4. Parag Parikh ELSS Tax Saver Fund
Why it’s a Top Pick: This fund is famous for its Value style. They look for great companies that are currently on sale or undervalued by the market.
- Performance: Highly consistent with a focus on long-term wealth rather than short-term jumps.
- Best For: Patient investors who want a conservative approach to the stock market.
5. Quant ELSS Tax Saver Fund
Why it’s a Top Pick: Quant uses advanced mathematical models and data to decide when to buy and sell. In 2026 their tech-heavy approach has led to massive outperformance.
- Performance: Extremely high returns but it moves very fast. One month it might be up 10% and the next it could be down 5%.
- Best For: Aggressive investors who are comfortable with a fast-moving portfolio.
How to Choose the Right ELSS Fund for You?
Don't just pick the fund with the highest return on the screen. Use this simple checklist:
- Check the Expense Ratio: This is the fee the company charges to manage your money.
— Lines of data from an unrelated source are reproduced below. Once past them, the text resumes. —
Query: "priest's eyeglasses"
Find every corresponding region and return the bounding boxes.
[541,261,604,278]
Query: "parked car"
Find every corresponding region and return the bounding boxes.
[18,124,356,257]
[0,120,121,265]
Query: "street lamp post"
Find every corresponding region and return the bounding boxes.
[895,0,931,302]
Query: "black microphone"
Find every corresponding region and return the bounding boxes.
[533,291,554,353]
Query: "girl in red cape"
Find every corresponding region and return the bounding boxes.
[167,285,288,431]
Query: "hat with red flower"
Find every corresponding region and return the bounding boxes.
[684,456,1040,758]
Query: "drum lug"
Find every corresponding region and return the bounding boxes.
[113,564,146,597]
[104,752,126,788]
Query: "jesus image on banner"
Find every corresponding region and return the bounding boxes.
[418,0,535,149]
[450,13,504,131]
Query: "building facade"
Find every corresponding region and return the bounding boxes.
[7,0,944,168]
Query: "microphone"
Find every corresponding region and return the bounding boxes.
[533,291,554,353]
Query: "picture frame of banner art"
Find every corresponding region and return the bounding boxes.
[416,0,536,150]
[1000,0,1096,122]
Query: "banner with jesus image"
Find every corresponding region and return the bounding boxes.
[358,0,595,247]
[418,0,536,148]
In 2026 aim for a fund with an expense ratio below 1.0% for Direct plans.
- Look at the Fund Manager: Has the same person been managing the fund for a long time? Stability in management usually leads to stability in returns.
- Analyze the Portfolio: Does the fund invest in companies you know and trust? You can find this list in any mutual fund app.
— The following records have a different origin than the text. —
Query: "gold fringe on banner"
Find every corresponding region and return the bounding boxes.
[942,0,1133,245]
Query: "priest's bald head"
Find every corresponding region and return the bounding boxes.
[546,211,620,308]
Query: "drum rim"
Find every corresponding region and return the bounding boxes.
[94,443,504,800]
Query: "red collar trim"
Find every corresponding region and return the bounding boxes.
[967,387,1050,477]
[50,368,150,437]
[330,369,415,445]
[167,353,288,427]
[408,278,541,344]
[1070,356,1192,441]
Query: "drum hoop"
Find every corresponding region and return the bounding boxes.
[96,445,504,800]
- Lumpsum vs. SIP: If it’s already March you might need to do a Lumpsum (one-time) investment to save tax. But if you have time start an SIP (Systematic Investment Plan) for ₹5000 every month. It’s easier on your pocket and safer for your money.
The New Tax Regime vs. Old Tax Regime
This is the most important question for 2026.
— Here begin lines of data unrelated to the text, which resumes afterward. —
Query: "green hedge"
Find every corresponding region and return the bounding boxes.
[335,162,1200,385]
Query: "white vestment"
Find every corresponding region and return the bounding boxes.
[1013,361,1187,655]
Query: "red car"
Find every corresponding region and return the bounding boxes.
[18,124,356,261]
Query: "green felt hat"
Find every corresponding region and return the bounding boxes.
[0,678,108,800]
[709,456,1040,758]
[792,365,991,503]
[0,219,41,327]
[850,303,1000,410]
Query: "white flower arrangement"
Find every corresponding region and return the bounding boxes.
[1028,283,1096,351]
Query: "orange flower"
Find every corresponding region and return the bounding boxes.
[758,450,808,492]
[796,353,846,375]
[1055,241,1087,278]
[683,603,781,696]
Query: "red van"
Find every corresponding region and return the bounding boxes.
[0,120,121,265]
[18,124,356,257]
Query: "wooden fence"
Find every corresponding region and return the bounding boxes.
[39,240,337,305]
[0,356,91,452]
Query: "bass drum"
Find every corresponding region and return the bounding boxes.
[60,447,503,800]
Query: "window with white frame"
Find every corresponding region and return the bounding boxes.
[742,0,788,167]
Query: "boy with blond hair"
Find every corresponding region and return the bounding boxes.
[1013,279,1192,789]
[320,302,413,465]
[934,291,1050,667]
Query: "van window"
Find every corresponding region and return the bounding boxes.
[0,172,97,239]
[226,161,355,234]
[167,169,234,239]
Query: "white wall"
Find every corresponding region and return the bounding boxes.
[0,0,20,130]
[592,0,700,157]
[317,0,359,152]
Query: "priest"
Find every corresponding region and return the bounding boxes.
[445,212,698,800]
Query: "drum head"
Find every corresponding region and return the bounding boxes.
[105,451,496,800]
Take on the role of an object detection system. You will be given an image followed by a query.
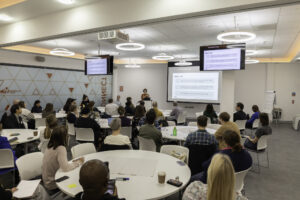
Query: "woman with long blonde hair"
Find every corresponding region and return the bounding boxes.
[182,153,247,200]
- Old Regime: You can use ELSS to save tax under Section 80C (up to ₹1.5 Lakh deduction).
- New Regime: You cannot claim the 80C deduction for ELSS.
Wait so should I still buy ELSS if I’m in the New Regime?
Yes! Even without the tax benefit ELSS remains a fantastic Flexi-cap mutual fund. Because of the 3-year lock-in it forces you to stay invested which is the secret to making big money in the stock market. Many people use it as a wealth-building tool even if they don't need the tax break.
Taxation on Gains (2026 Rules)
When you sell your ELSS units after the 3-year lock-in your profit is considered LTCG (Long Term Capital Gain).
- The First ₹1.25 Lakh: Any profit up to this amount in a single financial year is 100% Tax-Free.
- Above ₹1.25 Lakh: You pay a flat 12.5% tax on the remaining profit.
Pro Tip: If you withdraw only a small portion every year so your profit stays under ₹1.25 Lakh you can effectively pay zero tax on your returns!
How to Invest in 5 Minutes
Investing in 2026 is entirely paperless.
- Pick an App: Use a trusted platform like Motilal Oswal Riise app.
- KYC Check: If you’ve never invested before you’ll need to upload your PAN and Aadhaar. It takes about 24 hours to get approved.
- Search for ELSS: Type the name of the fund (e.g. HDFC ELSS Tax Saver).
- Select Direct - Growth: Always choose Direct to avoid paying commissions to agents.
- Pay: Use UPI or Net Banking. You will receive your Units within 1-2 working days.